Lightbringer (Empirium #3) - Claire Legrand Page 0,171

Not a man, but a symbol. Not Audric, but the Lightbringer. It isn’t fair, but neither is the crown, and only if you wear it do we have any hope of surviving what’s to come. Of that I am certain.”

She sighed, and silence followed. They watched Atheria playing among the distant pines, trilling happily as she chased bright jays from their nests.

“Maybe if I had been a mother to her,” Genoveve said, “if I had welcomed her into our family with graciousness and warmth, we would not be where we are now.”

Audric took a moment to breathe. He hadn’t been lying—he did not want to talk about Rielle. But his mother was beside him, and she would not always be.

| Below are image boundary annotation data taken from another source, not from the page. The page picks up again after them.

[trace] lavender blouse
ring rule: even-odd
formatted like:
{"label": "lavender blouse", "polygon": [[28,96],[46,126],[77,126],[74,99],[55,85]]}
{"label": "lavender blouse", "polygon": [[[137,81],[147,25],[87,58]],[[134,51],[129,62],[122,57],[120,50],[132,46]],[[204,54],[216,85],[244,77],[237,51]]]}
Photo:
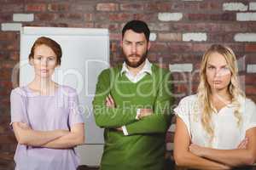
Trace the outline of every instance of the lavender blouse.
{"label": "lavender blouse", "polygon": [[[27,123],[33,130],[70,130],[83,123],[76,90],[59,86],[53,95],[38,95],[27,86],[11,92],[11,123]],[[79,156],[73,148],[49,149],[18,144],[15,156],[16,170],[75,170]]]}

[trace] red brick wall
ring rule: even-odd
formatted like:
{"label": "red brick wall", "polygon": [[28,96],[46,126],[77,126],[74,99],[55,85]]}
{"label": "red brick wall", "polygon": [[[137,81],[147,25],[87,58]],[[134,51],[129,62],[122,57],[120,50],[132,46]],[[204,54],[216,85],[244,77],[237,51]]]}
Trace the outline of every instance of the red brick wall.
{"label": "red brick wall", "polygon": [[[192,72],[173,72],[175,94],[195,92],[196,70],[212,43],[230,46],[240,60],[240,74],[248,97],[256,101],[256,1],[249,0],[0,0],[0,169],[12,169],[16,142],[9,128],[11,74],[19,62],[22,26],[108,28],[111,64],[122,61],[120,30],[132,19],[152,31],[149,60],[163,66],[189,64]],[[27,14],[22,15],[20,14]],[[190,41],[189,41],[190,40]],[[173,68],[173,67],[172,67]],[[192,76],[192,78],[191,78]],[[168,138],[170,139],[170,136]],[[169,146],[170,147],[170,146]]]}

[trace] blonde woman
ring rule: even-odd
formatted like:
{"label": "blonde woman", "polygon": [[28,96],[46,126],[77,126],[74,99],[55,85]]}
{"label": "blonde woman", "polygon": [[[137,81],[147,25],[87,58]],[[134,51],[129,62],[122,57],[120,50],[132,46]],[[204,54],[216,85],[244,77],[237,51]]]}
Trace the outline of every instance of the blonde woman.
{"label": "blonde woman", "polygon": [[214,44],[205,53],[198,93],[174,109],[176,164],[229,169],[256,159],[256,106],[239,88],[233,51]]}

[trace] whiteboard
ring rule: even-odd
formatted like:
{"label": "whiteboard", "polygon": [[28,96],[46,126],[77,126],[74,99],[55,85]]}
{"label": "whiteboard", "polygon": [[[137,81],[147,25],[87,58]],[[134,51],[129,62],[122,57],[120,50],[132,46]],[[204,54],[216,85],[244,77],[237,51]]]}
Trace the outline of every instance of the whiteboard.
{"label": "whiteboard", "polygon": [[92,112],[92,99],[97,76],[109,67],[109,34],[108,29],[23,27],[20,30],[20,86],[34,77],[28,55],[35,40],[48,37],[61,44],[61,65],[53,79],[77,89],[80,109],[85,117],[85,144],[103,144],[103,130],[96,127]]}

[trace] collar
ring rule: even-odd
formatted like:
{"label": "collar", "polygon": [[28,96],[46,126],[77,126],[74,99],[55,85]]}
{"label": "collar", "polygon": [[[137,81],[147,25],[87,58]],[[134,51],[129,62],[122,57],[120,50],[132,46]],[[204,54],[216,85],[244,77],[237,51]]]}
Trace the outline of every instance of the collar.
{"label": "collar", "polygon": [[[151,66],[152,66],[152,64],[148,61],[148,59],[146,59],[145,65],[139,72],[147,72],[147,73],[152,75]],[[124,61],[124,63],[122,65],[122,70],[120,71],[120,75],[122,75],[124,72],[130,72],[130,71],[128,70],[127,65],[125,64],[125,61]]]}

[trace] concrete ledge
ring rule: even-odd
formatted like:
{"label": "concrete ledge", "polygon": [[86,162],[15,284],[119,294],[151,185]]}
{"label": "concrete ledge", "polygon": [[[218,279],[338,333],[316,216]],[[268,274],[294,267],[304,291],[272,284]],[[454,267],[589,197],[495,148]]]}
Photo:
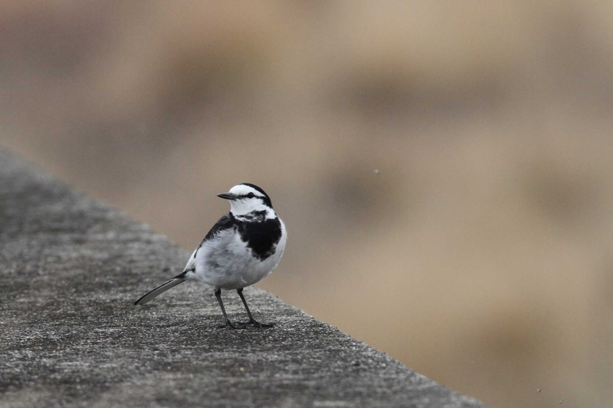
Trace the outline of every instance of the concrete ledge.
{"label": "concrete ledge", "polygon": [[189,254],[1,150],[0,186],[2,407],[484,406],[256,288],[277,327],[197,284],[134,306]]}

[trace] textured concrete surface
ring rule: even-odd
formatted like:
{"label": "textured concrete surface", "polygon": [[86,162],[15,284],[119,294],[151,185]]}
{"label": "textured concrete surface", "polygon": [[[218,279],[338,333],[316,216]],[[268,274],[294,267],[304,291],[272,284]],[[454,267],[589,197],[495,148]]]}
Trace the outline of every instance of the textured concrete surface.
{"label": "textured concrete surface", "polygon": [[256,288],[273,328],[189,282],[134,306],[185,251],[1,150],[0,186],[0,406],[483,406]]}

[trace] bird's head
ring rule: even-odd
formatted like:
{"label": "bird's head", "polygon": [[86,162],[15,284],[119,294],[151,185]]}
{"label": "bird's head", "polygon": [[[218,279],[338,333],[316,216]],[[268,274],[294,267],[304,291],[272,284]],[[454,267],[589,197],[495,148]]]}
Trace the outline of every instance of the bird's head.
{"label": "bird's head", "polygon": [[217,197],[230,201],[230,211],[235,216],[262,211],[274,214],[270,197],[254,184],[248,183],[237,184],[228,192],[218,194]]}

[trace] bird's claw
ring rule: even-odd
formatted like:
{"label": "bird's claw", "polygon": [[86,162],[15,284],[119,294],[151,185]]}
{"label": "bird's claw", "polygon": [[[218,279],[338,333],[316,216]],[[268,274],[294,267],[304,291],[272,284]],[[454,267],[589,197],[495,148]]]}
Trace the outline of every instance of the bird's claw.
{"label": "bird's claw", "polygon": [[217,328],[223,328],[224,327],[229,327],[230,328],[234,328],[234,329],[245,328],[244,326],[241,326],[240,325],[237,325],[235,326],[232,323],[232,322],[230,322],[230,320],[226,320],[226,323],[219,323],[215,325],[215,327],[216,327]]}
{"label": "bird's claw", "polygon": [[253,325],[254,327],[272,327],[275,325],[274,323],[260,323],[257,320],[249,320],[249,322],[235,322],[235,324],[238,327],[240,328],[245,328],[247,327],[247,325]]}

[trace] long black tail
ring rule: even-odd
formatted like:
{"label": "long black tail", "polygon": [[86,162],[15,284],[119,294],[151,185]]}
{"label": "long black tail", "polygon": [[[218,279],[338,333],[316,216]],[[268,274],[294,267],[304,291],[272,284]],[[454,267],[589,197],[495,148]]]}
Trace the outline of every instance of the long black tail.
{"label": "long black tail", "polygon": [[140,299],[134,302],[134,304],[145,304],[158,295],[163,293],[171,287],[174,287],[179,284],[185,282],[185,273],[184,272],[183,273],[177,275],[170,281],[164,282],[156,289],[144,295]]}

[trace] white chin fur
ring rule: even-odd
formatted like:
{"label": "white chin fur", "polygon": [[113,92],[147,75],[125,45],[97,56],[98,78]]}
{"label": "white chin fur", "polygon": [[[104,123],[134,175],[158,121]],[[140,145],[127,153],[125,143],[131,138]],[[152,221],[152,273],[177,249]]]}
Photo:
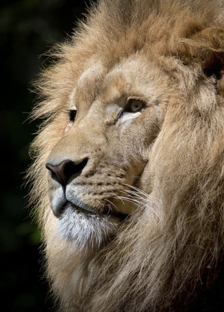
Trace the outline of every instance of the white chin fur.
{"label": "white chin fur", "polygon": [[117,230],[119,222],[111,216],[86,213],[68,207],[58,222],[58,234],[80,251],[99,248]]}

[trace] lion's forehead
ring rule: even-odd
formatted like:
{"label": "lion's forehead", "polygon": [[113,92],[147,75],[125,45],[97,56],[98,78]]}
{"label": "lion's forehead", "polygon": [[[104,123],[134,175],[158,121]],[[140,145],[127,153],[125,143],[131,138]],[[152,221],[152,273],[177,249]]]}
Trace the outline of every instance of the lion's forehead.
{"label": "lion's forehead", "polygon": [[109,68],[100,60],[91,62],[76,83],[69,105],[72,107],[81,103],[87,108],[94,100],[98,100],[101,105],[111,103],[130,95],[156,100],[160,89],[161,93],[164,92],[164,76],[155,64],[149,64],[145,57],[138,55],[133,55]]}

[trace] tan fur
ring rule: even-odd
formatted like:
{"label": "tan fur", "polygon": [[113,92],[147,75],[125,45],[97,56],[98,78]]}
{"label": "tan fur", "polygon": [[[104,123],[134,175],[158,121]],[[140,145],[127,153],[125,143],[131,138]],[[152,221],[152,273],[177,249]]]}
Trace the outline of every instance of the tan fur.
{"label": "tan fur", "polygon": [[[62,310],[190,310],[218,274],[224,16],[222,1],[100,1],[52,53],[59,59],[37,83],[43,100],[33,116],[45,121],[30,173]],[[147,108],[115,121],[130,95]],[[65,112],[74,105],[72,124]],[[129,216],[108,225],[105,216],[105,233],[80,248],[58,235],[50,202],[58,187],[49,177],[49,192],[45,164],[87,156],[71,192],[100,214],[108,199]]]}

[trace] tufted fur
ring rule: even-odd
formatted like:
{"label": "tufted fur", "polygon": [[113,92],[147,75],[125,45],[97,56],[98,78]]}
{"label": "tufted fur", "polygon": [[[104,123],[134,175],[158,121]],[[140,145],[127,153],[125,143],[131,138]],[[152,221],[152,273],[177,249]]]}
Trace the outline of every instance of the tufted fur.
{"label": "tufted fur", "polygon": [[[43,99],[33,116],[45,121],[33,143],[36,160],[30,173],[48,276],[62,310],[219,310],[223,17],[221,0],[99,1],[69,41],[52,52],[57,61],[37,84]],[[132,58],[155,68],[141,81],[152,77],[166,108],[138,189],[133,183],[128,190],[138,208],[113,229],[112,238],[87,252],[55,234],[44,165],[64,135],[64,111],[90,64],[100,61],[108,73]]]}

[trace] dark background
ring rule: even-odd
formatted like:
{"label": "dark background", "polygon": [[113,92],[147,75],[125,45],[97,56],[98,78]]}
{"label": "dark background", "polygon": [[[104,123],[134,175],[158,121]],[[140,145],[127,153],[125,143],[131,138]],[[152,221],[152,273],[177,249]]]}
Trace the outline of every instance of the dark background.
{"label": "dark background", "polygon": [[89,1],[72,0],[8,0],[0,4],[0,293],[3,310],[54,310],[42,277],[40,233],[27,207],[28,187],[22,185],[30,163],[29,144],[39,122],[26,121],[35,101],[29,89],[46,65],[46,58],[40,56],[71,34],[77,19],[83,18],[86,5]]}

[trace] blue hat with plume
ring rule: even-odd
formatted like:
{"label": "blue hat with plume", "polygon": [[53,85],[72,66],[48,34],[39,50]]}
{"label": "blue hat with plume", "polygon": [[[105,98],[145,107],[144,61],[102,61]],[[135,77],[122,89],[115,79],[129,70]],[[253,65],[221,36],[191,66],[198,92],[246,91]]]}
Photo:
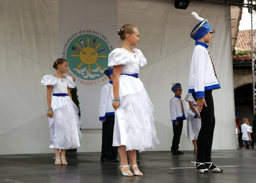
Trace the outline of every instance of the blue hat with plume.
{"label": "blue hat with plume", "polygon": [[173,92],[176,90],[182,90],[182,87],[181,87],[181,84],[179,83],[172,83],[172,91]]}
{"label": "blue hat with plume", "polygon": [[207,34],[208,32],[215,32],[212,30],[207,20],[199,17],[198,15],[195,12],[191,14],[197,20],[200,22],[197,25],[190,33],[190,37],[195,41],[198,41],[200,39]]}

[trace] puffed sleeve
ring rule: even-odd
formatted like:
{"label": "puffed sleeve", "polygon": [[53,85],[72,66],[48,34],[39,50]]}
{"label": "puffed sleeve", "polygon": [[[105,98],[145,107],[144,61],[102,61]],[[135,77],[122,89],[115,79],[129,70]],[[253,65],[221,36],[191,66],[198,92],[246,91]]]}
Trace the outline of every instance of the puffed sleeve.
{"label": "puffed sleeve", "polygon": [[45,75],[43,77],[42,81],[41,81],[41,84],[44,86],[54,85],[57,82],[57,79],[56,79],[53,75]]}
{"label": "puffed sleeve", "polygon": [[195,99],[191,93],[188,93],[185,97],[184,99],[186,101],[193,102]]}
{"label": "puffed sleeve", "polygon": [[125,65],[128,64],[128,54],[127,51],[122,48],[116,48],[108,56],[109,67]]}
{"label": "puffed sleeve", "polygon": [[69,76],[67,76],[67,87],[70,88],[74,88],[76,87],[76,83],[75,83],[75,82],[74,82],[73,78]]}
{"label": "puffed sleeve", "polygon": [[137,48],[134,49],[134,51],[135,51],[137,53],[137,55],[139,56],[140,58],[140,66],[144,67],[147,65],[147,59],[143,55],[143,53],[140,51],[140,50]]}

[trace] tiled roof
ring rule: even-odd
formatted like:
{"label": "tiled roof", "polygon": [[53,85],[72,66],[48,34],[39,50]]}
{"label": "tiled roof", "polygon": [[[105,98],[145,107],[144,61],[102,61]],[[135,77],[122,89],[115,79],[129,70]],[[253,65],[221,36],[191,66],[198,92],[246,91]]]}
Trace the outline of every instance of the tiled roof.
{"label": "tiled roof", "polygon": [[[251,30],[239,31],[237,34],[236,49],[243,50],[251,49]],[[256,32],[254,34],[254,39],[256,39]],[[256,48],[256,43],[254,43]]]}
{"label": "tiled roof", "polygon": [[249,55],[233,55],[233,62],[251,62],[251,56]]}

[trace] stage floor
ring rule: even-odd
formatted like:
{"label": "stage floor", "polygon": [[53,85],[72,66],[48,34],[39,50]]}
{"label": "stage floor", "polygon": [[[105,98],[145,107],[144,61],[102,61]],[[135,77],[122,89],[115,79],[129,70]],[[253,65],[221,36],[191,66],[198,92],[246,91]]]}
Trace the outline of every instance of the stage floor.
{"label": "stage floor", "polygon": [[256,183],[256,151],[213,151],[214,164],[224,173],[195,171],[196,155],[185,151],[143,152],[138,165],[143,177],[122,176],[118,163],[101,163],[100,153],[68,154],[66,166],[55,166],[54,154],[0,155],[0,183]]}

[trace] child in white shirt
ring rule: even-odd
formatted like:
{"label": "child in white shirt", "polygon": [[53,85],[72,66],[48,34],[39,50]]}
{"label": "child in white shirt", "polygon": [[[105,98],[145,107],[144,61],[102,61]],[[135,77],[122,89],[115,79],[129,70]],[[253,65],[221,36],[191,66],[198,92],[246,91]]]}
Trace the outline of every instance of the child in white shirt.
{"label": "child in white shirt", "polygon": [[243,119],[243,124],[241,125],[241,130],[243,135],[242,136],[242,141],[243,142],[243,149],[245,149],[246,144],[250,149],[252,149],[251,142],[252,138],[250,133],[250,126],[247,124],[249,123],[249,120],[247,118]]}

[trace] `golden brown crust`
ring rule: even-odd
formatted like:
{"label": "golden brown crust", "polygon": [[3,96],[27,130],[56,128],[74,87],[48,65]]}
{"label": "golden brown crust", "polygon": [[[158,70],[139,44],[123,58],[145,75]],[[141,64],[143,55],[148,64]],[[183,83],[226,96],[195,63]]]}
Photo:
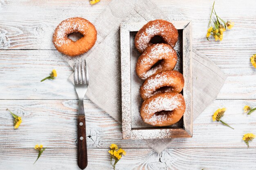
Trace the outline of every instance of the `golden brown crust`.
{"label": "golden brown crust", "polygon": [[[161,62],[152,68],[159,61]],[[157,44],[150,46],[139,56],[136,64],[138,76],[145,80],[155,74],[173,70],[177,61],[176,51],[169,45]]]}
{"label": "golden brown crust", "polygon": [[181,94],[167,92],[155,94],[145,100],[141,107],[140,115],[148,124],[169,126],[179,121],[185,109],[185,100]]}
{"label": "golden brown crust", "polygon": [[[83,36],[76,41],[67,38],[72,33],[79,32]],[[89,50],[94,45],[97,39],[97,31],[89,21],[75,17],[62,21],[56,28],[52,42],[58,51],[70,56],[74,57]]]}
{"label": "golden brown crust", "polygon": [[141,53],[151,46],[151,39],[156,35],[161,37],[173,48],[178,40],[178,31],[172,23],[162,20],[151,21],[143,26],[135,37],[135,46],[139,52]]}
{"label": "golden brown crust", "polygon": [[183,75],[177,71],[169,70],[149,77],[141,87],[139,92],[141,98],[145,100],[158,93],[180,93],[184,87]]}

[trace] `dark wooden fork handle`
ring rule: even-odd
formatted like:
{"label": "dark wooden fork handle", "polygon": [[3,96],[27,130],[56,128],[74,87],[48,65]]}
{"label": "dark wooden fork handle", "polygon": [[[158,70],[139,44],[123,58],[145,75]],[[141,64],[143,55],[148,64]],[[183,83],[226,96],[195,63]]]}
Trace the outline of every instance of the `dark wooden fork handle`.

“It’s not as simple as that,” he told her flatly. “Maybe if the Archon hadn’t forced her to endure the trials. Maybe if Lord Dervin hadn’t caught us kissing in the gardens. Maybe if I hadn’t pushed her away on our wedding night.”

He blinked back his tears. “Or maybe none of that mattered, and regardless of what we did, we would have ended up right where we are. Maybe Aryava’s prophecy means exactly what it says: there is a queen of light and a queen of darkness. And maybe Rielle was always the latter, and nothing we said to her could have changed that.”

Genoveve made a soft sound, considering. “Have you wondered where the other queen is? If Rielle truly is the Blood Queen, then—”

“She is with child.” It was the first time Audric had said it aloud. The words ripped something from him; in their absence, a hollow place opened inside him.

“My child,” he added quietly. “Our child. Ludivine told me before she left.”

Genoveve put her fingers to her mouth. A little choked sound shook her shoulders. A dove made its mournful cry high in the sorrow tree’s blooms.

“Ludivine told me the child is a girl,” he went on. “So maybe she is our Sun Queen, our unborn salvation.”

Genoveve pressed his knuckles to her lips and closed her eyes. A long moment passed before she released him and wiped her face.

“I wish Ludivine were here to help you,” she whispered.

“I’m sorry I didn’t tell you the truth about her,” Audric said, though he didn’t feel sorry. He only felt tired. He imagined his bed, how enormous and lonely it was, how small he felt inside it.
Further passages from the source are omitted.